手織りの帯.jpg
さまざまな色の糸がならぶ.jpg
作業中の茂籠さん、まさに職人です.jpg
京都府立加悦谷高等学校と京都府立宮津天橋高等学校加悦谷学舎の生徒が、生徒目線で与謝野町の課題や良さを発信する企画、題して「よさの高校生広報室@みらい」。
第3弾は、皆さんが数珠つなぎ企画で取材された内容を紹介します。
こんにちは!
与謝野町の良さを発信していく加悦谷高校・宮津天橋高校加悦谷学舎の高校生広報チーム「よさの高校生広報室@みらい」です。
数珠つなぎ企画として、前回山添町長から与謝野町のおもしろい人、活躍されている人を紹介してもらいました。
お一人目として、2月24日(水)、『京の名工』茂籠龍一郎(もろりゅういちろう)さんを取材し、手機の特徴や魅力、現在に至るまでの話をしていただきました。
■高い技術を必要とする織物
取材当日、茂籠さんはさまざまな色の糸で結婚式の着物で用いられる「打掛(うちかけ)」を織っておられました。ちりめんの生地に触れたとき1番印象に残ったことは、手織りならではの柔らかさで模様が膨らんでいるところがふわふわしていたこと。手機の良いところは、手で織るため軽く柔らかい生地に仕上がるからだそうです。小さな工程が積み重なり素敵な生地が目の前で織り上げられていく反物はまさにお宝そのもの。「誰からも教わらず自分次第で作れるところに楽しさを感じている」と話してくれました。
しかし、ひとつの作品を制作するのに約4ヶ月かかり、布の密度が細かいと修正ができず、1日かけて織ったもを直すのには3日かかるそうで、機を織ることは頭を使う上に、1度織ってしまうと後戻りや、やり直しが難しいことを知り、着物や帯がなぜ高額なのかということを実感。茂籠さんは、「高い技術を必要とする織物業界の中で技術者が減少し、織物のデザインもいちから自分で考えなければならない」と仰い、私たちには「環境や時代により人数や若者が減少しているが、これからの織物や和装産業、そして若者や高校生にも期待している」とメッセージをいただきました。後継者がいない状態が常となる中、1人でも織り続けておられる茂籠さんに、他の職にはない偉大さを感じました。
■多く人に知ってほしい「織物」
初めて織物を間近で見たメンバーは、「実際に見て、触れてみないとわからない織物の良さ」を感じることができ、また、ちりめんを身近に感じていたメンバーも、まだまだ知らないことが多くあり、あらためて織物の深さを感じる機会になりました。

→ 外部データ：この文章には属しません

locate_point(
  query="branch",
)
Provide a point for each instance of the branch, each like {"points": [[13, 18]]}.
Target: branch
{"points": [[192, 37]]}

取材を終えて全員が感じたことは「織物のような美しい物、文化が衰退していくのはもったいなく、織物産業が衰退していくのはいけない」ということと、衰退させないためには「若い人の力」が必要ということ。まずは私たちの記事が、多くの方々に織物の魅力や素晴らしさを知ってもらうきっかけになればと思います。
<取材メンバーの感想を紹介!>
・幼い頃は、外を歩くと機織りの音が聞こえ織物業がある日常が当たり前でしたが、織物産業が衰退していっているということをあらためて痛感しました。また、茂籠さんはとても楽しそうに織っておられたので織物業界が衰退していくのは嫌だと余計に感じました。
・衰退していく産業に茂籠さんは「仕方ないことだ」と仰ってましたが、仕方ないで終わらせたくないという気持ちと同時に自分たちの何もできない無力さに歯がゆさを覚えました。
・今の時代、和装を着る機会は滅多にないですが、織物をもっと身近に感じられるような活動があればいいのになと感じました。より多くの人にも織物の良さを知って欲しいです。高校生1人の力ではどうすることもできませんが、何か着物や織物に全年齢の方々が触れられる行事などがあればと思いました。
・最近では自分好みにデザインしたい人や織物を織る体験をしたい人が多いのではないかと思うので、そういったイベント、着物・浴衣でのみ参加できる地域のお祭り、着物を着る体験を授業に取り入れるなどができれば楽しそうだと思いました。